La voix pétillante et le verbe frais. Tout se dessine avec minutie sous ses yeux à l’image d’une ouvrière appliquée devant sa toile. La séduction de son verbe rime avec introspection, et celle de sa mélodie avec édification. C’est ce qui forge son esprit et nourrit ses façons. Et pour ressentir et vivre plus intensément l’ampleur des vagues sur lesquelles on se laisse bercer, « Asikel », sa nouvelle (tullist) publiée aux éditions Achab est conseillée, et « Lfusi lfusi » et « Igugem nnaqus », ses albums sortis aux éditions Ifri Music sont recommandés. Dire que la patience lui a permis de se forger un esprit en la propulsant, que le temps a permis de la qualifier par l’ « auteure-compositrice et arrangeuse », et la persévérance à bonifier encore et davantage sa passion pour son art pour ainsi répandre les couleurs de ses aspirations.
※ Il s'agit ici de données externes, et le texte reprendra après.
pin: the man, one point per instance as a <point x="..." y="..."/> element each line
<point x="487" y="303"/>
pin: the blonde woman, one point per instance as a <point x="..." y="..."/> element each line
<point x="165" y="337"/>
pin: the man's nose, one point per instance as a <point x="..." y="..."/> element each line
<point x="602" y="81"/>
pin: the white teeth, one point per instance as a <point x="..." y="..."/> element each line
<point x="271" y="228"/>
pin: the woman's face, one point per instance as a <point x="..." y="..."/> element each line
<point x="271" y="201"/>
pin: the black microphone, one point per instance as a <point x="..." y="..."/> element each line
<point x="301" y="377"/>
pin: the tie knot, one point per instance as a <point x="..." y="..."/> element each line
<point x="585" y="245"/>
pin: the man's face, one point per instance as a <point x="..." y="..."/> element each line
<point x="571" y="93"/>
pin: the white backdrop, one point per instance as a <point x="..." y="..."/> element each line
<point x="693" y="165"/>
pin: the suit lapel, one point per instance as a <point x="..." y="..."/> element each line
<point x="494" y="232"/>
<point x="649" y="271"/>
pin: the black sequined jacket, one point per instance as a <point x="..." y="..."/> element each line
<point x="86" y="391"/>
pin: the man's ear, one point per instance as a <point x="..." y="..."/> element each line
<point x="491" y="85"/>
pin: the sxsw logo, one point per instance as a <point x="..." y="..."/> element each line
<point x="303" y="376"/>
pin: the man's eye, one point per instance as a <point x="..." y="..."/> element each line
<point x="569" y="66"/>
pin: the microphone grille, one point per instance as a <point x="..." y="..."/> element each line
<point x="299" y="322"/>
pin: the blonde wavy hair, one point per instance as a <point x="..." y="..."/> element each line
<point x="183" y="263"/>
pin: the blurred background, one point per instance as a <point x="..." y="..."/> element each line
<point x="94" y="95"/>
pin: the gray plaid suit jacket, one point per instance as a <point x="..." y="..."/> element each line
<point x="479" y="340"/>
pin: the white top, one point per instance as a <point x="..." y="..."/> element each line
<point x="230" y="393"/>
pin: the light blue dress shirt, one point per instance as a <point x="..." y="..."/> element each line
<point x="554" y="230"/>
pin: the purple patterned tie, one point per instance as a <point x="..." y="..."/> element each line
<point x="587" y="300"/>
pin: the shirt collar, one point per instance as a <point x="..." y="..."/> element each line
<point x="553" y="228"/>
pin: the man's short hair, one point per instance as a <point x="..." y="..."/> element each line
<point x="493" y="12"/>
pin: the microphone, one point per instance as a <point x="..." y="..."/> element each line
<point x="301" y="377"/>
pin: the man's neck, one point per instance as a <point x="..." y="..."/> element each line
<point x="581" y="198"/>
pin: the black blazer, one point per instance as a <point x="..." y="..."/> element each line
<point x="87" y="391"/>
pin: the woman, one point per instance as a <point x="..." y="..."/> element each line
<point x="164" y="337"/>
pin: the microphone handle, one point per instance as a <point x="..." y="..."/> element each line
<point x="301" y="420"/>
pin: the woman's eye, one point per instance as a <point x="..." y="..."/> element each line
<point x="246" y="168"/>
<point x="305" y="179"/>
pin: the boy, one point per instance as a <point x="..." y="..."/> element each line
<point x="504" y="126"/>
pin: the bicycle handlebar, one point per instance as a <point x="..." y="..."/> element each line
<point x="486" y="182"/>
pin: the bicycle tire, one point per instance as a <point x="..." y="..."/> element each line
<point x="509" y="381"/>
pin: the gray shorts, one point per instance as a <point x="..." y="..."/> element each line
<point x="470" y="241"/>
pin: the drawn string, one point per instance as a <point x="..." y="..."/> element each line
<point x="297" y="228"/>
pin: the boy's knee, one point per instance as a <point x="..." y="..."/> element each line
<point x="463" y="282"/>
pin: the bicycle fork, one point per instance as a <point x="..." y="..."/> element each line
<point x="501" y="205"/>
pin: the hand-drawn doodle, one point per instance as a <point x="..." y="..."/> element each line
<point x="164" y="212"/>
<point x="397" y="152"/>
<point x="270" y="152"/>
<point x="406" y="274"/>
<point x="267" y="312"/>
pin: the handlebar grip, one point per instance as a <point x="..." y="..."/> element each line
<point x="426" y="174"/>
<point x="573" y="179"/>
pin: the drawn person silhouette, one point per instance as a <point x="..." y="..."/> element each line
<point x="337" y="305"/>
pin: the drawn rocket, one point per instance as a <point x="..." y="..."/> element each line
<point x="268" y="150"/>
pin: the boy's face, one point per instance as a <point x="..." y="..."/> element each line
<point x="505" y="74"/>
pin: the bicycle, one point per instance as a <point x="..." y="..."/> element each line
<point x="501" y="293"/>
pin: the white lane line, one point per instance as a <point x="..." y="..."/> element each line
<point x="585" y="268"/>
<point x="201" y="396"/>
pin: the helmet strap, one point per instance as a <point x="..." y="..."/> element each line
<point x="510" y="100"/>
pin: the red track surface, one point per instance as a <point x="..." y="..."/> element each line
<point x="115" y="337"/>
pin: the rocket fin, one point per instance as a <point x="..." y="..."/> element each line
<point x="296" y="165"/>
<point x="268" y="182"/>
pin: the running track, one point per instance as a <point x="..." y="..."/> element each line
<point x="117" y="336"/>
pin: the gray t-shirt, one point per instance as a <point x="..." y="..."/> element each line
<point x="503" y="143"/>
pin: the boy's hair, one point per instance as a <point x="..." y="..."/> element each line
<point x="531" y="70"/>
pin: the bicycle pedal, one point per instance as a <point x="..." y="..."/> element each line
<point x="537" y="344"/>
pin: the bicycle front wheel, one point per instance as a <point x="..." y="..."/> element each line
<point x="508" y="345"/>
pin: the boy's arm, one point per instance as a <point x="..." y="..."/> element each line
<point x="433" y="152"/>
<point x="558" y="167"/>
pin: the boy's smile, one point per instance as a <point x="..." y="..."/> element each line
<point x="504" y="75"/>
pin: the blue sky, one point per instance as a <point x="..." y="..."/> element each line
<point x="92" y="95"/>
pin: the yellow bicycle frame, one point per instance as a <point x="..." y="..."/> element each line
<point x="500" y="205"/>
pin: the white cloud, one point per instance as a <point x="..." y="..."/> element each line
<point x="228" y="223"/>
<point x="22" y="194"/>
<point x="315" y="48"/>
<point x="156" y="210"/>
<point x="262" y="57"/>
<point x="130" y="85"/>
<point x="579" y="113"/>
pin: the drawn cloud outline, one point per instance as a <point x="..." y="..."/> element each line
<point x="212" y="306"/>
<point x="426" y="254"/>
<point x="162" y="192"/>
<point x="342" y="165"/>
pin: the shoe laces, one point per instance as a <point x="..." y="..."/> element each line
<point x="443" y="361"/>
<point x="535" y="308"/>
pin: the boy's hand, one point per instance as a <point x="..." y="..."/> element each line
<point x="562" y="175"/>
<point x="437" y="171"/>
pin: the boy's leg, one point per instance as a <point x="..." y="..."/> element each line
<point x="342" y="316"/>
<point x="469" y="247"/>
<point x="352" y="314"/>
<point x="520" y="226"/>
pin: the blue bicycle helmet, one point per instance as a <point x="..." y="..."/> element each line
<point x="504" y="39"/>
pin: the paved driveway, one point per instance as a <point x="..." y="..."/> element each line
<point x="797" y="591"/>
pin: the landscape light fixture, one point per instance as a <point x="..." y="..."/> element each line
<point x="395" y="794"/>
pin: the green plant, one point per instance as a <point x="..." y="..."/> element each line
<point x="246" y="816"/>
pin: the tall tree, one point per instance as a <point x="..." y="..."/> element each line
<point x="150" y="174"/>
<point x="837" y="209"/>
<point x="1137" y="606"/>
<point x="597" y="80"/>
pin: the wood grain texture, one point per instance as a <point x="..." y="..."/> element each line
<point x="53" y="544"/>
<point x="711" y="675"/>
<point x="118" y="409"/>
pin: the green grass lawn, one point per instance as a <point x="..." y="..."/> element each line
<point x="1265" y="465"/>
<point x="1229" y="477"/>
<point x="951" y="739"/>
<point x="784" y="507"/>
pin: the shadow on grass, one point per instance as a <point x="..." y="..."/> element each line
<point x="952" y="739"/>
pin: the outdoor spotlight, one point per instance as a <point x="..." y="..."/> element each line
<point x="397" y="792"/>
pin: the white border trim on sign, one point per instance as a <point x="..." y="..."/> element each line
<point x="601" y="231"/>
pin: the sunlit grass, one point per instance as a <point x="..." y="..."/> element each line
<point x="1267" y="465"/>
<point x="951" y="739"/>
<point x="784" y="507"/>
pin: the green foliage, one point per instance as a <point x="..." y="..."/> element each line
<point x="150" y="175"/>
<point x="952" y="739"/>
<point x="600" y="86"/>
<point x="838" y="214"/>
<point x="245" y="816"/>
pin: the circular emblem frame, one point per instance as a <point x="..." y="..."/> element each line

S’inscrivant dans la tradition des chansons à textes et musiques appropriées en restant fidèle à son rythme et dans un style inclassable, Tilyuna Su associe ses beaux textes poétiquement ciselés à ses mélodies sensiblement harmonisées, la douceur dans la voix et les notes de musique aux bouts de ses doigts. Un genre et du talent invitant l’esprit à s’y impliquer et l’oreille à s’y intéresser.
Tilyuna Su a un style d’écriture pur, fidèle à elle et un timbre de voix honnête, propre à elle. S’inspirant des maisons kabyles de son village Aït-Soula, des montagnes de la Kabylie, d’Akfadou à Djurdjura, des brises matinales, des bruines évocatrices et des arbres solitaires l’ayant toujours aidée à aller de l’avant, elle vient par son travail transmettre aux générations futures ce qui serait récolté demain à la bonne saison et pour des raisons s’inscrivant dans la pérennité de l’histoire des Amazighs, de leur identité et de leurs cultures si riches et si variées.
De la cohésion à la fusion, et de l’éclosion à l’évasion en passant par les belles choses qui lui ressemblent, ainsi elle se livre sans préparation dans ce monde qu’elle peint et l’accueille. C’est dans ce contexte que Souad Chibout élabore sa vision des choses en parlant des siens et de ce qui les caractérise. Dans le choix de ses mots face aux maux, une certaine osmose s’invite comme s’applique sa propre conception des choses.